Una vez lista la granja, Plamen y Paulina fueron a una incubadora para caracoles y volvieron con 600 mil bebés, cada uno del tamaño de un grano de arroz. Como dueños tiernos y cuidadosos, acondicionaron de palés de madera espacios umbrosos para los pequeños para protegerlos de los rayos calientes del sol. Pronto la suerte del principiante les sonrió y encontraron su primer comprador nada menos que en Francia. Colocaron allí los caracoles, que ya habían crecido; todos, de la especie Helix Aspersa Maxima, que en tan sólo unos meses crecen lo suficiente como para estar listos para el consumo. Pero. ¿cómo saben?
El sabor es específico –explica el joven granjero, que los prefiere cocidos a la Borgoña: con vino blanco, zanahorias, cebolla, ajo, perejil y mantequilla– . Los caracoles tienen una carne muy tierna y si están bien preparados, son una delicia exquisita. Pero la gente no los consume porque es esclava de los prejuicios. La carne es muy sabrosa y no es ninguna casualidad el que en países como Italia, Francia y España sea preferida y muy apreciada. Por desgracia, los búlgaros no tienen esa cultura. Tal vez nuestros abuelos saben mejor cómo cocinar caracoles pero no creo que los jóvenes de hoy tengan idea de cómo se hace.
Dado que el mercado búlgaro sigue sin estar explotado, Plamen Penchev exporta su producción a países europeos. En la cría de los caracoles utiliza la llamada tecnología francesa: en primavera los compra recién nacidos, y a inicios de otoño los vende para protegerlos del frío del invierno, mortal para ellos. Sueña con construir un ciclo de producción cerrado, lo que aumentaría sus ganancias, porque, de lo contrario, te partes la espalda por casi nada, dice y agrega que muchos renunciarían si tuvieran que seguir su camino.
Lo más difícil es el mercado –señala Plamen– . Si alguien decide dedicarse a la crianza de caracoles, sería bueno que encontrara primero un mercado. Y si va perseverando, conforme vaya adquiriendo experiencia, aprenderá cómo criarlos, cómo hacer menos errores para reducir la mortalidad y los gastos y, al mismo tiempo, conseguirá éxito en concepto de volumen, producción, etc..
Por supuesto, la cría de caracoles es un negocio pero, como todo ser viviente, también esos moluscos consiguen encontrar el camino hacia el corazón humano.
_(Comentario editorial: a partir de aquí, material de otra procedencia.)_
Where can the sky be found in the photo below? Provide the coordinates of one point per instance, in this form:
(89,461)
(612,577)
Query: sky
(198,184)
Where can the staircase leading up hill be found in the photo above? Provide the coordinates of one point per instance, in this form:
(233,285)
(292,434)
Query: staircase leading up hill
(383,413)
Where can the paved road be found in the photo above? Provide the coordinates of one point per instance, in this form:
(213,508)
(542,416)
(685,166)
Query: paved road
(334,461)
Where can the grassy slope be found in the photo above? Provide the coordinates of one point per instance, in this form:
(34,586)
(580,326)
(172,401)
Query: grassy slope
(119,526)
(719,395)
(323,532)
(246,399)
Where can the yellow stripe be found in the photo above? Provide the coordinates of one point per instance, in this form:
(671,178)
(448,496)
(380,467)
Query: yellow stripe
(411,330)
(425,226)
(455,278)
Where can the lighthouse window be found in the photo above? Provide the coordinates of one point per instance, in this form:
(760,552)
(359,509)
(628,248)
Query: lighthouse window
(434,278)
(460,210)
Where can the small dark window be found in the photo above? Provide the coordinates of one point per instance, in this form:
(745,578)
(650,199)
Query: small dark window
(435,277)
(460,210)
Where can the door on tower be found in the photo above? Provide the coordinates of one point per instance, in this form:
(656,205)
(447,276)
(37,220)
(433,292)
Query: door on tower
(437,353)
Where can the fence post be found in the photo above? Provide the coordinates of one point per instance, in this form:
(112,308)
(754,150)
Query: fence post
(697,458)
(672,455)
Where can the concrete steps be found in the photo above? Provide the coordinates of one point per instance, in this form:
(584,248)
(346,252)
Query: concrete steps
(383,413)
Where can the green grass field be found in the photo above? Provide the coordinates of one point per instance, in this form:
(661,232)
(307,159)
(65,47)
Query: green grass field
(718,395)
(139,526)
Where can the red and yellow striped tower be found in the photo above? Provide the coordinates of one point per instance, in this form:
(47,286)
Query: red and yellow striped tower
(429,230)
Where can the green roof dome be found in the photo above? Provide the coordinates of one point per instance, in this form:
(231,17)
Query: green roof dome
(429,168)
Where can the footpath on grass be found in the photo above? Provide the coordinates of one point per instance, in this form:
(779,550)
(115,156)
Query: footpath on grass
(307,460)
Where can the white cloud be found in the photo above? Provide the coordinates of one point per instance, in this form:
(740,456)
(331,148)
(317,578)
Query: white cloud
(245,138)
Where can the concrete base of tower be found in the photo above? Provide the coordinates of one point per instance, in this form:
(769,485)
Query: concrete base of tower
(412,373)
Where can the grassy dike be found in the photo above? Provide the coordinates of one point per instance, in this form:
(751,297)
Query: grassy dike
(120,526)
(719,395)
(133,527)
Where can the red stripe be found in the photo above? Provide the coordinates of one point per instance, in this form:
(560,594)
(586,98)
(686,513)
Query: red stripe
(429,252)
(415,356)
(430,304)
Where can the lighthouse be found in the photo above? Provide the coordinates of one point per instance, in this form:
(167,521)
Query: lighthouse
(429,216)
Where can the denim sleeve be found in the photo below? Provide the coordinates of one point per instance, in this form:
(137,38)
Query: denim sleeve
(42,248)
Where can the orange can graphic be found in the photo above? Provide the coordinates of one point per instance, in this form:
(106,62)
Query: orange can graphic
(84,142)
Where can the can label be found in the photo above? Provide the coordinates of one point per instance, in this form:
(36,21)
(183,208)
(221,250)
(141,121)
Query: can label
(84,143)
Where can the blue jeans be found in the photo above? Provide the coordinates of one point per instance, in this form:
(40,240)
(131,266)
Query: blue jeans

Plamen Penchev reconoce que coge con facilidad cariño a sus bichitos porque son tranquilos, muy inteligentes y fáciles de amaestrar.
Con los caracoles él también aprende cosas nuevas. Cuenta historias curiosas; algunas de ellas, leídas, otras, vividas. Como, por ejemplo, esa de que con sus 24 mil dientes los caracoles pueden digerir cualquier alimento; o bien, la otra de cómo esos amantes ardientes se entregan a la pasión durante 13 horas seguidas.
Por desgracia, la historia de los caracoles tiene también su lado oscuro, relacionado con la crueldad en la cocina. Vendo caracoles vivos e intento no pensar en ello, se consuela filosóficamente el joven granjero.